24
2008
Oct

Click Fraud — The topic nobody wants to talk about!

mad prisonerWe had a small victory in the war on click fraud this month. It feels good to win one but this is only one battle in a very long global war. The problem with click fraud is that it is tough to detect and prove. Any reasonable professional in this field knows that there is a degree of click fraud in the numbers but we must keep it contained.

The process of reporting suspect activity was surprisingly simple although it took a little determination to get the job done. The first report was responded to by a 1st level support person that told us that there was no sign of fraud. We followed this with a respectful “we disagree response” along with more details and documentation on why we thought this was fraud. A few days later we got a response from someone higher in the support chain confirming our position and issuing credit to the account. Google to their credit immediately shut down the Adsense account of the perpetrator and I trust they took other actions.
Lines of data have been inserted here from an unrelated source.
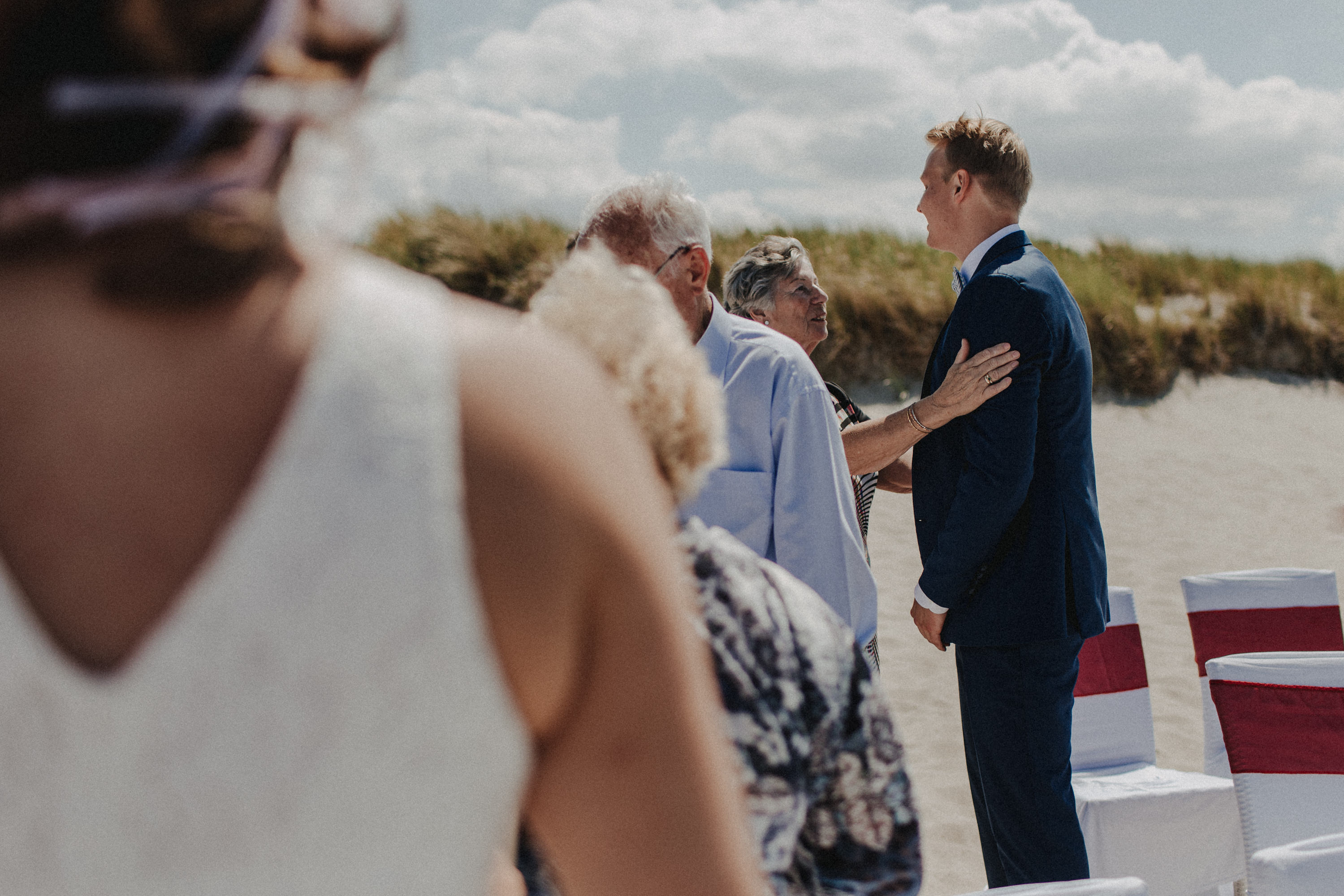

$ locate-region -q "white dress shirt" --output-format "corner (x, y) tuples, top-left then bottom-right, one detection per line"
(681, 301), (877, 645)
(915, 224), (1021, 614)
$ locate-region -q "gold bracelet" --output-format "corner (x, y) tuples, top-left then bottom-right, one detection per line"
(906, 404), (933, 435)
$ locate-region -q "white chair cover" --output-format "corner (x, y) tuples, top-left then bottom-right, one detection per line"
(1206, 652), (1344, 865)
(964, 877), (1149, 896)
(1072, 587), (1156, 771)
(1180, 570), (1344, 778)
(1072, 587), (1245, 896)
(1247, 833), (1344, 896)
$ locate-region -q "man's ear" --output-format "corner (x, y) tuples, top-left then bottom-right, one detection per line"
(683, 246), (709, 295)
(949, 168), (970, 203)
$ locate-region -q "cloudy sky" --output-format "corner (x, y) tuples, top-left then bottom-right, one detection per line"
(289, 0), (1344, 266)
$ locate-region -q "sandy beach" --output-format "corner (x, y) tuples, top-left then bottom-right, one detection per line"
(864, 375), (1344, 896)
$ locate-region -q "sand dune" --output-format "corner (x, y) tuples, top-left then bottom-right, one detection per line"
(865, 376), (1344, 896)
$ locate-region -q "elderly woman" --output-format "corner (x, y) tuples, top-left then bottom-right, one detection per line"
(723, 236), (1017, 547)
(520, 248), (919, 896)
(0, 0), (762, 896)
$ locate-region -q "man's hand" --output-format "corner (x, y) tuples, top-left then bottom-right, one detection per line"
(910, 601), (947, 650)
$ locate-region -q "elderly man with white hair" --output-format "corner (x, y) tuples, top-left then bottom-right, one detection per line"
(577, 175), (877, 667)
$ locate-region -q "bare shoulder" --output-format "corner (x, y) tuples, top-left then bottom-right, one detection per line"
(452, 289), (683, 740)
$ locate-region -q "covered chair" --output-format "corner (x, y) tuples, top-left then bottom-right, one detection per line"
(965, 877), (1148, 896)
(1246, 833), (1344, 896)
(1180, 570), (1344, 778)
(1207, 652), (1344, 870)
(1072, 587), (1245, 896)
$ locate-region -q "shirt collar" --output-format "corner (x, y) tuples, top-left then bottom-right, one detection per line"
(961, 224), (1021, 283)
(696, 293), (732, 376)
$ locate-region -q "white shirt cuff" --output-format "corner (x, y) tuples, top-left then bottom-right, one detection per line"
(915, 583), (947, 615)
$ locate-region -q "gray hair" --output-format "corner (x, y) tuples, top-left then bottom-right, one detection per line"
(528, 246), (728, 502)
(578, 175), (713, 260)
(723, 236), (809, 317)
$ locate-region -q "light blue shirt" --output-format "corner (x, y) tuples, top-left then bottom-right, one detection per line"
(681, 301), (877, 645)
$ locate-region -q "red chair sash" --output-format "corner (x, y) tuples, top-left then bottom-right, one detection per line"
(1074, 625), (1148, 697)
(1188, 603), (1344, 677)
(1208, 680), (1344, 775)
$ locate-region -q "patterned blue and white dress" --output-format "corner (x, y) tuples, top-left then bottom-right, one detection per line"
(519, 517), (920, 896)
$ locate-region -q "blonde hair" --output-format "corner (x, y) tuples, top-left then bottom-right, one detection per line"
(925, 116), (1031, 211)
(530, 244), (727, 504)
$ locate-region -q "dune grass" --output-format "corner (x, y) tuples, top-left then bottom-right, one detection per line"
(367, 208), (1344, 399)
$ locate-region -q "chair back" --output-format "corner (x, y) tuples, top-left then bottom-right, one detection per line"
(1180, 568), (1344, 778)
(1246, 833), (1344, 896)
(965, 877), (1148, 896)
(1072, 587), (1156, 771)
(1206, 650), (1344, 856)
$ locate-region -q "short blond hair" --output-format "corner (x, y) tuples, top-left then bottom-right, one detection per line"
(530, 243), (727, 504)
(925, 116), (1031, 211)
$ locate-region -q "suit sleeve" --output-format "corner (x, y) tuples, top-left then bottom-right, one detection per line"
(771, 376), (877, 644)
(919, 277), (1050, 610)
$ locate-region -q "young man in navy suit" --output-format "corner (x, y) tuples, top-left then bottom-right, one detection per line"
(910, 116), (1109, 887)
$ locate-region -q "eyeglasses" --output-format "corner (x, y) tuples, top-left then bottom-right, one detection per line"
(653, 243), (700, 277)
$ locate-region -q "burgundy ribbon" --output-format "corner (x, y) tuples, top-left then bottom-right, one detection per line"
(1208, 680), (1344, 775)
(1074, 625), (1148, 697)
(1188, 603), (1344, 677)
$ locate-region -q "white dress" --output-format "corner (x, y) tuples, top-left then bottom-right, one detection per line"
(0, 255), (530, 896)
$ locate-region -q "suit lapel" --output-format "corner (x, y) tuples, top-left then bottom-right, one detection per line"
(919, 314), (951, 398)
(919, 229), (1031, 398)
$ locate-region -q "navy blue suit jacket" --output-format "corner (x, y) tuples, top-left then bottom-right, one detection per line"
(914, 231), (1110, 646)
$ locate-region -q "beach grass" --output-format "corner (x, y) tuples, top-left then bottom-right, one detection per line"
(366, 208), (1344, 399)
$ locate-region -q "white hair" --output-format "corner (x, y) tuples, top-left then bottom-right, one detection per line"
(578, 173), (713, 260)
(528, 244), (727, 504)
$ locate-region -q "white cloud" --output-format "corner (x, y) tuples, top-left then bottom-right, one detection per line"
(291, 0), (1344, 263)
(285, 66), (625, 239)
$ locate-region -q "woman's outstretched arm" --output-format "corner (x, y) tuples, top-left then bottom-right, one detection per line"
(457, 302), (763, 896)
(840, 340), (1017, 492)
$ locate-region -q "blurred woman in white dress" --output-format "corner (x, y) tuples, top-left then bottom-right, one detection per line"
(0, 0), (762, 896)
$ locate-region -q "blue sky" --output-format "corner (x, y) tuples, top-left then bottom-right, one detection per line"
(283, 0), (1344, 264)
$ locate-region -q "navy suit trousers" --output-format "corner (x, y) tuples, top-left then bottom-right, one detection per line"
(957, 633), (1089, 887)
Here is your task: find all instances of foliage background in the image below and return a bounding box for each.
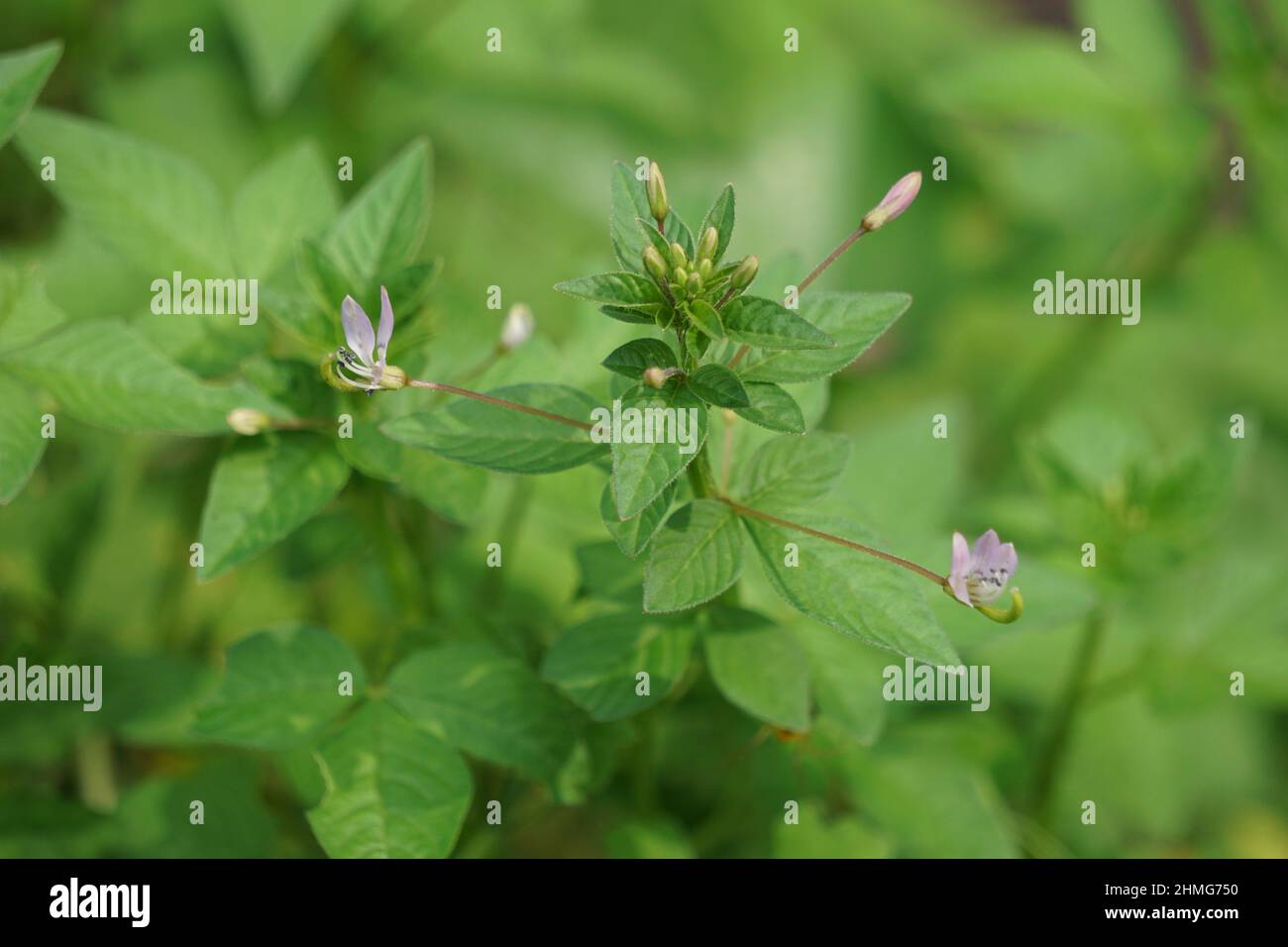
[0,0,1288,857]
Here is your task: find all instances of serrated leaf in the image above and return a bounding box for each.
[608,161,693,273]
[742,432,850,510]
[688,299,724,339]
[198,434,349,581]
[684,364,751,408]
[703,608,810,733]
[223,0,353,112]
[541,612,695,723]
[734,381,805,434]
[0,316,290,434]
[322,138,432,297]
[600,339,680,381]
[193,625,366,750]
[644,500,742,613]
[738,292,912,381]
[232,143,344,277]
[599,480,679,559]
[17,108,233,278]
[720,296,836,353]
[380,385,606,474]
[555,273,665,309]
[308,701,473,858]
[743,510,961,665]
[0,374,48,506]
[698,184,734,265]
[599,305,664,326]
[389,644,577,783]
[613,384,707,519]
[793,624,890,746]
[0,40,63,149]
[574,540,644,601]
[0,265,67,352]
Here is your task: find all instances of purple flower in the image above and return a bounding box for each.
[336,286,394,391]
[948,530,1019,608]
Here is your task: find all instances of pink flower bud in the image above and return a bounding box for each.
[863,171,921,231]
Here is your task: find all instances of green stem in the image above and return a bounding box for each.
[716,496,948,585]
[1031,605,1107,821]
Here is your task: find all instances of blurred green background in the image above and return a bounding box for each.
[0,0,1288,857]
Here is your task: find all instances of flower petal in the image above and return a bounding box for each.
[948,532,970,576]
[376,286,394,365]
[340,296,376,365]
[971,530,1002,569]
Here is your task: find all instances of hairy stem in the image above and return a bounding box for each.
[731,224,868,368]
[407,378,595,430]
[716,496,948,585]
[407,378,948,585]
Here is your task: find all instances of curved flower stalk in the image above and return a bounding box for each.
[322,163,1022,628]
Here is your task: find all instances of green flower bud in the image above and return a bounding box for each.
[224,407,273,437]
[644,161,670,223]
[698,227,720,261]
[644,246,666,282]
[643,365,666,388]
[729,257,760,290]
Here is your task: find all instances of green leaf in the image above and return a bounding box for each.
[380,385,605,474]
[743,513,961,665]
[574,540,644,601]
[793,624,890,746]
[720,296,836,349]
[308,701,473,858]
[193,625,366,750]
[555,273,665,309]
[223,0,352,112]
[0,40,63,149]
[541,612,695,723]
[688,299,724,339]
[698,184,734,265]
[17,108,233,278]
[686,364,751,408]
[644,500,742,613]
[613,384,707,519]
[734,381,805,434]
[389,644,577,783]
[200,434,349,581]
[232,143,343,275]
[609,161,693,273]
[0,374,47,506]
[742,433,850,510]
[738,291,912,381]
[599,480,679,559]
[599,305,664,326]
[600,339,680,381]
[0,316,290,434]
[0,265,67,352]
[323,138,430,297]
[295,239,358,316]
[703,608,808,733]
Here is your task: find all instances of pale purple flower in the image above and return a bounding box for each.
[336,286,394,391]
[863,171,921,231]
[948,530,1019,608]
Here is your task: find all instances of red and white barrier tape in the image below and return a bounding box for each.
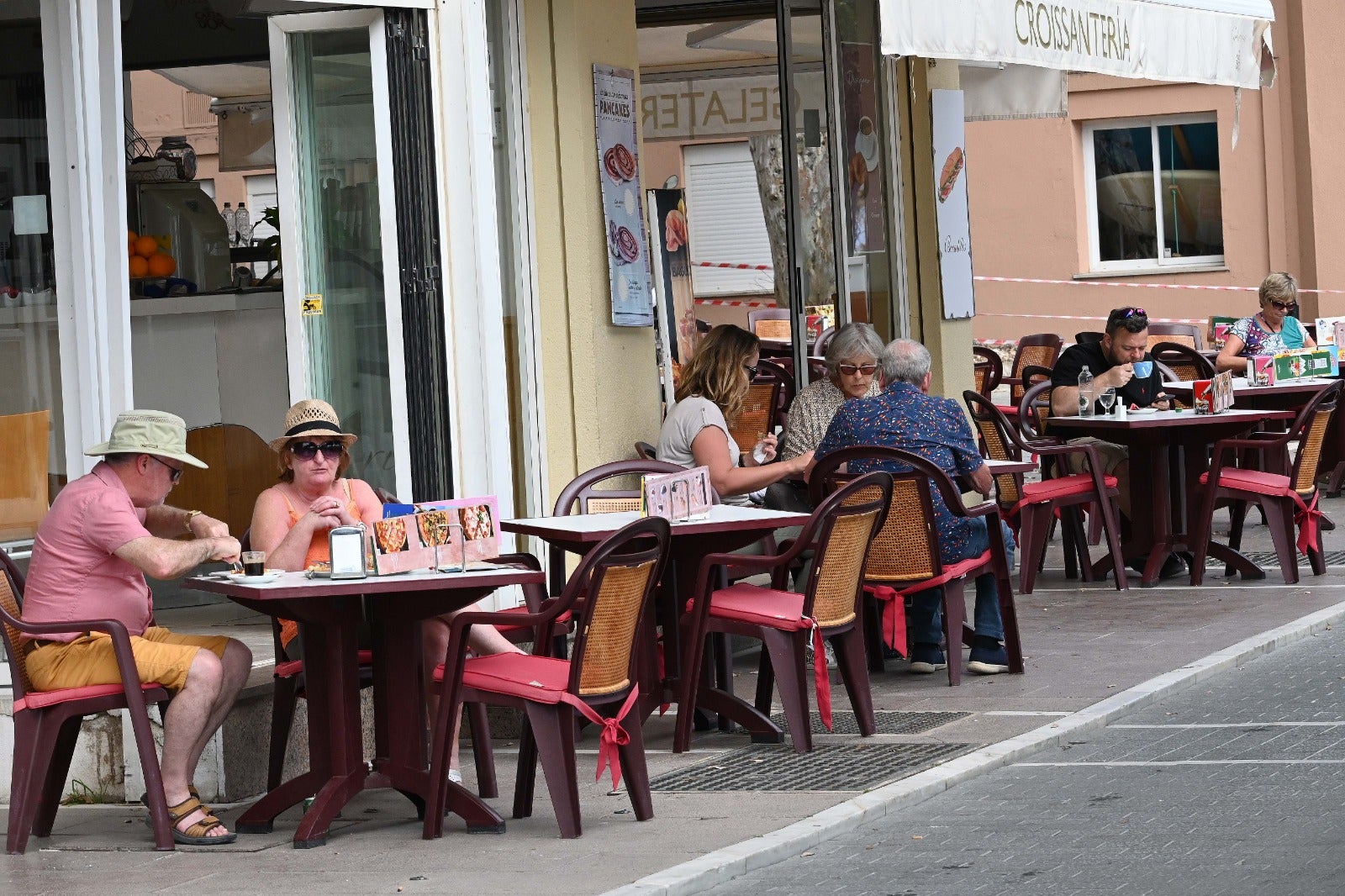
[691,261,775,271]
[973,276,1345,296]
[695,298,775,308]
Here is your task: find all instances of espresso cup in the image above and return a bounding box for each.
[242,551,266,576]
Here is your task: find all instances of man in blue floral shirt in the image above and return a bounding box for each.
[814,339,1014,676]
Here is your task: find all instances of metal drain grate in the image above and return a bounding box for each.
[1237,551,1345,569]
[769,709,971,735]
[650,744,979,793]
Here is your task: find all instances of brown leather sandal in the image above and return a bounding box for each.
[168,797,238,846]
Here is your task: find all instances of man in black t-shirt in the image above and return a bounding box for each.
[1051,308,1181,576]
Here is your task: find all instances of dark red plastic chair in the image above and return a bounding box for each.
[0,553,173,854]
[425,518,671,840]
[1190,379,1345,585]
[672,473,892,753]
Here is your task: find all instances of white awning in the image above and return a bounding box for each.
[881,0,1275,87]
Google will not disclose their methods of detecting fraud and I agree that keeping the deep details secret is a good idea. However I think some more reputation management is in order for this issue. Maybe they could include some system wide data to the placement report. On our wish list of data to help us detect fraud would include a placement report with the site’s CTR, Bounce Rate, and Conversion Rate. Ebay has built a self-maintained system of ranking sellers and maybe something like that could be implemented in the Content network. I think advertisers would be willing to pay more if they knew that the sites being served to were higher quality.

There is no doubt that if the fraud had fit one of the pattern signatures within their system it would have been immediately resolved. We know this because every month we see credits issued to our clients from Google’s automated detection tools. The problem is that automation cannot find things it was not designed to find. It takes people to see new patterns and those with the most interest in lowering the click fraud level are the most likely to see questionable situations. This situation is a good example because the fraud did not create a known pattern signature. So the big question is how do we as advertisers report new tricks in a way that Google can prioritize and resolve them?

The reason it surfaced in our systems is that we look at traffic with a different perspective. Let’s face it, finding click fraud is not completely in Google’s best interests. After all closing this down reduces their revenue, but Google also realizes that its entire business is based on the trust that the traffic is of reasonable quality. We believe that Google is doing what it can but the violators are getting smarter and detecting fraud is hard. The new challenge is that violators are starting to engineer the user interface to force bad clicks and violate the system.

In this case what they designed was a floating window that was positioned over the ads. The close button was programmed to close with a mouse-over rather than an on-click event. For people with good mouse skills the click is happening almost as quickly as the mouse over event so they click on the close but the window closes before their click resulting in the click traveling to the next layer in the browser, which is where the ad was located. Since this was done by a smart person I would assume that they controlled the CTR by managing the ratio of mouse-over to on-click events. After all if they had too high of a CTR it would trigger a flag in Google’s systems.

While click fraud is a very complex topic we all have to keep our eyes open and report anything that looks questionable.